Entro una cornice mistilinea in stucco, stesa ad imitazione del marmo giallo, l’affresco vuole simulare la volta celeste, ospitando al suo interno Giove che fa precipitare i Giganti. Il Padre degli dei si situa in alto, a cavalcioni dell’aquila, nell’atto di scagliare fulmini con la mano sinistra contro i Giganti che precipitano nella parte inferiore della composizione, travolti da pesanti pietre. Un consesso di divinità costella la scena: si riconoscono Diana in veste gialla e Minerva cinta da un corsetto arancione, subito sotto Giove; più in basso Nettuno con un tridente, accompagnato da una figura femminile forse identificabile in Cerere, visto il suo ornamento con spighe. Mercurio, in volo, è ammantato di un drappo bianco.
Il resto del soffitto, al di fuori della figurazione, si presenta suddiviso in riquadri da fasce di finto marmo grigio screziato entro più larghe ripartizioni stese ad imitazione del marmo rosato, accordate lungo le pareti a paraste ioniche scandenti la superficie muraria.

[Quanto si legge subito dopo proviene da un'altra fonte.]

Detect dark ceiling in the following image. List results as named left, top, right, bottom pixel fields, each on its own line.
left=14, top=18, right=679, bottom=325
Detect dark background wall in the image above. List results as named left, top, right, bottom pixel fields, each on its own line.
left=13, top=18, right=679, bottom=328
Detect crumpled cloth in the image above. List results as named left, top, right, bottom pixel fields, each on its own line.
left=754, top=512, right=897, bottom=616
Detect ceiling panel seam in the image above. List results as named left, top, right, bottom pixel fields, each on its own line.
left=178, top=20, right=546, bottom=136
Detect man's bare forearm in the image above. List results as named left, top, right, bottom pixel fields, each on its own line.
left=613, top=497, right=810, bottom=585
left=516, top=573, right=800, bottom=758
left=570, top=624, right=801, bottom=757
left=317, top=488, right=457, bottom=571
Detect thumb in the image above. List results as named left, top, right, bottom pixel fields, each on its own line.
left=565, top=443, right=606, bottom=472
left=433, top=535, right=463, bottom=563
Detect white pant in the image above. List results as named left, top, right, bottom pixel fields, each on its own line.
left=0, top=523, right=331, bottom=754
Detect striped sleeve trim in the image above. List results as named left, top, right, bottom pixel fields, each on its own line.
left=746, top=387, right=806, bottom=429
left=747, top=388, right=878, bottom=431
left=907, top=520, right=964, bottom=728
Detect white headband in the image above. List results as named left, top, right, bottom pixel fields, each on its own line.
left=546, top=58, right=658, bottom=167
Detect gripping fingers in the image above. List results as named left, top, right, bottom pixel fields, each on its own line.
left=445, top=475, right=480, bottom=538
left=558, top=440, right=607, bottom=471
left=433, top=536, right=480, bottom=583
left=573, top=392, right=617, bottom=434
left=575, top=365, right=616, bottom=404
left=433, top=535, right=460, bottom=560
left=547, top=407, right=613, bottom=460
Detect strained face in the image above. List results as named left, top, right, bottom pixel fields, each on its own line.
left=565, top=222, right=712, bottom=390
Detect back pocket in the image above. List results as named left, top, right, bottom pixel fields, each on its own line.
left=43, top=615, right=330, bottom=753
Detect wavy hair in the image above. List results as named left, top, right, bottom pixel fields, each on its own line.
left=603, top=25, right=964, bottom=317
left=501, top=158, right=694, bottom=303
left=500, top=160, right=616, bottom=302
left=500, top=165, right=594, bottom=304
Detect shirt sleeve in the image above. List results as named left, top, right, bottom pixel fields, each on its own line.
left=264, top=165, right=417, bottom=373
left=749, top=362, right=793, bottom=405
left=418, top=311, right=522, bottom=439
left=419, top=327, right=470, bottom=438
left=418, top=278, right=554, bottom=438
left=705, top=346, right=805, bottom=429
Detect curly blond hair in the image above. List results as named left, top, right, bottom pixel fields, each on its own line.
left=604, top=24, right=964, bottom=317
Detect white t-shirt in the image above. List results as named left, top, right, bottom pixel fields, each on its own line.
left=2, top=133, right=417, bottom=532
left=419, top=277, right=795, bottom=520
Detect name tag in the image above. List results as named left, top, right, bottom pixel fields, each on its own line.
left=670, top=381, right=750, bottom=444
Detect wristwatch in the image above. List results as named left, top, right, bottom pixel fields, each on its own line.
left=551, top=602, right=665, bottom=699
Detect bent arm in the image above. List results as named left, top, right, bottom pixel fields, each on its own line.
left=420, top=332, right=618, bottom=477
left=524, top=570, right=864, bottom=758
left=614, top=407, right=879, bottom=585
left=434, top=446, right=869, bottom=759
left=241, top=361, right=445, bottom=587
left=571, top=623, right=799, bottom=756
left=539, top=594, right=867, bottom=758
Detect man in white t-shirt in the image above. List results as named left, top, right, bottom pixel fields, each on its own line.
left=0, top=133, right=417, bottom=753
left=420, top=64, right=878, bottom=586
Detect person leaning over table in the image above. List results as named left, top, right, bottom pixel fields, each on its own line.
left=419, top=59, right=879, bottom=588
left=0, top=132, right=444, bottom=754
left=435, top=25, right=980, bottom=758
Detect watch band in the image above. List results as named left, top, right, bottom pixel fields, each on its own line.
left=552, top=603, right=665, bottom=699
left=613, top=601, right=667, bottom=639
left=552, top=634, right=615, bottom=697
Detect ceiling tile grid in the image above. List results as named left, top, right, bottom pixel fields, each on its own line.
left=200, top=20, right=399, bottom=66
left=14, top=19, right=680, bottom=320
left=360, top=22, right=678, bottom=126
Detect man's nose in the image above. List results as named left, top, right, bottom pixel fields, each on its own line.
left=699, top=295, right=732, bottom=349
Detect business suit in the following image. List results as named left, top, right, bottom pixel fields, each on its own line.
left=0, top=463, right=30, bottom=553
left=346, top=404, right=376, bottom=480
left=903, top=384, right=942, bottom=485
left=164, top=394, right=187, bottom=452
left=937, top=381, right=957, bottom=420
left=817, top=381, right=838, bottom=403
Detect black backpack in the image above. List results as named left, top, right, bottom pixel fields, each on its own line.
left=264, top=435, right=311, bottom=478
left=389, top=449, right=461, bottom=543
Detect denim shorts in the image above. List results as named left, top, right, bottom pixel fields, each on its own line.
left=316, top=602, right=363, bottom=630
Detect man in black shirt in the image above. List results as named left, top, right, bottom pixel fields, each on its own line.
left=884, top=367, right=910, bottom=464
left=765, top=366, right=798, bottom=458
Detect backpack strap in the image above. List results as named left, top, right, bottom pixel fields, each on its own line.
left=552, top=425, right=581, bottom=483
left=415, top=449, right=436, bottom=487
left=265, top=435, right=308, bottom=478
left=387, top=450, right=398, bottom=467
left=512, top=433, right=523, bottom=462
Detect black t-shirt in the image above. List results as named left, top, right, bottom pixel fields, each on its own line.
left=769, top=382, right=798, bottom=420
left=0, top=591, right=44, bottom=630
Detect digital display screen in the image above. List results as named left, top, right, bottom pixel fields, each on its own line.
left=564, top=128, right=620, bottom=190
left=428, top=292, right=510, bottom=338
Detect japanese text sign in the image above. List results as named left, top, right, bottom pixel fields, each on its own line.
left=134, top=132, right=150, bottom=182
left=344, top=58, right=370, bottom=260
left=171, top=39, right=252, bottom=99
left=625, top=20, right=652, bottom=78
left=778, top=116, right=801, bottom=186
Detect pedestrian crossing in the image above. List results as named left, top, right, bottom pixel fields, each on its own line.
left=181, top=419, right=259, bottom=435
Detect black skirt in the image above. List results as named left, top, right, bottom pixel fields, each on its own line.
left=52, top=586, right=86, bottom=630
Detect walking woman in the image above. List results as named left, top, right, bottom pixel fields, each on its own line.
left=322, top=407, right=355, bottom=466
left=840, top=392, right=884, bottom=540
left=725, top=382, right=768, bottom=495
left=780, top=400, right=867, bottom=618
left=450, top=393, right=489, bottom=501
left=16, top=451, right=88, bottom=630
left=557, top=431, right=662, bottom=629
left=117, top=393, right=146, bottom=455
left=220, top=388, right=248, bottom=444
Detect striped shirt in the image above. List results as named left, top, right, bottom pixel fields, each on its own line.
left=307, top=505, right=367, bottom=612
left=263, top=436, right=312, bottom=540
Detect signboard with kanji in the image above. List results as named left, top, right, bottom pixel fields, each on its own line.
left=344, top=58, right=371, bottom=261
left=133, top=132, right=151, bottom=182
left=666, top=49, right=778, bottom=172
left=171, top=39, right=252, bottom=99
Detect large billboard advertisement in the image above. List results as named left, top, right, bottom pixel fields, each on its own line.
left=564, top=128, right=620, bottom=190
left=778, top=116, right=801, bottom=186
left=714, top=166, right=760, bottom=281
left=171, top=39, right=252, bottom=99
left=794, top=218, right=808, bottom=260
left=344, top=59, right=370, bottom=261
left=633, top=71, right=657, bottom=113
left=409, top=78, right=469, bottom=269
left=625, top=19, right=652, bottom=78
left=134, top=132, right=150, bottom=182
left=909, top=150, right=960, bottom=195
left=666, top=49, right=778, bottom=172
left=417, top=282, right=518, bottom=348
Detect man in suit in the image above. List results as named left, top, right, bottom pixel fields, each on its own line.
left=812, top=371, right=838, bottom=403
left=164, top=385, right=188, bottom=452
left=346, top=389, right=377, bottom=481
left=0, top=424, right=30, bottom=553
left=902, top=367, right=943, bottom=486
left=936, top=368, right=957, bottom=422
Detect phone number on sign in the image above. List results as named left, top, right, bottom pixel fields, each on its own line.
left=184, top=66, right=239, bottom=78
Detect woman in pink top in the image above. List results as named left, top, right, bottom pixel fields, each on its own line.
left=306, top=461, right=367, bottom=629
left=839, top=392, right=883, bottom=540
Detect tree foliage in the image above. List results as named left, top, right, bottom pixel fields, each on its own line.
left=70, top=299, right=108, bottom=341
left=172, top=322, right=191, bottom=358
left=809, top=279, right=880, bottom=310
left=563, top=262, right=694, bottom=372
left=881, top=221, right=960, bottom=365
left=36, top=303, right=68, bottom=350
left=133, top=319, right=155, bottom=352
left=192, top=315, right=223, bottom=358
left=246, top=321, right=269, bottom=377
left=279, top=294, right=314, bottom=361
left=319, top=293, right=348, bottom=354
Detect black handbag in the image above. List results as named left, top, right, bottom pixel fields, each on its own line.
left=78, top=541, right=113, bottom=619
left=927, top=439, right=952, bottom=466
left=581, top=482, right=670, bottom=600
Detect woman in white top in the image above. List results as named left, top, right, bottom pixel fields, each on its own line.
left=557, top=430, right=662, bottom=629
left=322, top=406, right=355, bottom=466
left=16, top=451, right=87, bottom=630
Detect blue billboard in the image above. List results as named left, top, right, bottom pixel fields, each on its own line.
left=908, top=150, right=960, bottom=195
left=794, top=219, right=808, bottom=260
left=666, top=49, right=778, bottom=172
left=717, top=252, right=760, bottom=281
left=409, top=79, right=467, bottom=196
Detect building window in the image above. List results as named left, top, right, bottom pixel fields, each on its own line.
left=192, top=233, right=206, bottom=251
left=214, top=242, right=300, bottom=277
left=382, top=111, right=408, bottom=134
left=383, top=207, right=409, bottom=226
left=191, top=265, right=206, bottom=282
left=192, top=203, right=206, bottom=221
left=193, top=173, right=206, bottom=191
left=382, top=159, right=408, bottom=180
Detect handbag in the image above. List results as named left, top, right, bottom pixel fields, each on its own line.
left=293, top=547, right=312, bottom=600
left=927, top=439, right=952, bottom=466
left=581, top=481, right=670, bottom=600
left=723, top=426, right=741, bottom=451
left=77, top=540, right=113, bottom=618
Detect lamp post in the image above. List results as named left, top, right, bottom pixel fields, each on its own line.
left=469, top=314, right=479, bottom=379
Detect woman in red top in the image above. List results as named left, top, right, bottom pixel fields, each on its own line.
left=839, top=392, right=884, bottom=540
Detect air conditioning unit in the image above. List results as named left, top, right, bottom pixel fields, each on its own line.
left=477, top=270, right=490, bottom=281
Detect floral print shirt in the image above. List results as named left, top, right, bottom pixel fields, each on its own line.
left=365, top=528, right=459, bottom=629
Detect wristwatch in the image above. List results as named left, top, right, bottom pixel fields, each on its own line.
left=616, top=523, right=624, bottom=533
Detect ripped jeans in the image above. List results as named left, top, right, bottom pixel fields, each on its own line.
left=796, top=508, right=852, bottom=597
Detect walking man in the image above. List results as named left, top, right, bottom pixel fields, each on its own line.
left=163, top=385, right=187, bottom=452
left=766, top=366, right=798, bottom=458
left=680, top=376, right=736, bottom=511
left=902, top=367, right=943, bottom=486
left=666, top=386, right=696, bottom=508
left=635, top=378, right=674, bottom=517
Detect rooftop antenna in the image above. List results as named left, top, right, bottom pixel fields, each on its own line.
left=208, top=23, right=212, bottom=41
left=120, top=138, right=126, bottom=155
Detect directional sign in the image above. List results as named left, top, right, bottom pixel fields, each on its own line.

Completano la decorazione dell’ambiente due finestre simulate, una con una figura affacciata ormai illeggibile, forse di fattura novecentesca (Tomezzoli 2018, p. 284), e due putti marmorei posti sulla balaustra.
Emanuele Principi
Gli affreschi della Sala di Venere, ubicata al pianterreno del palazzo, sono attribuiti ad Andrea Urbani, che li ha realizzati attorno al nono decennio del XVIII secolo. Lo stato di conservazione è pessimo, con estese e grossolane ridipinture e un trasporto su tela del soffitto che ha comportato la suddivisione dell’opera in più parti e diffuse gore (Tomezzoli 2018, p. 292).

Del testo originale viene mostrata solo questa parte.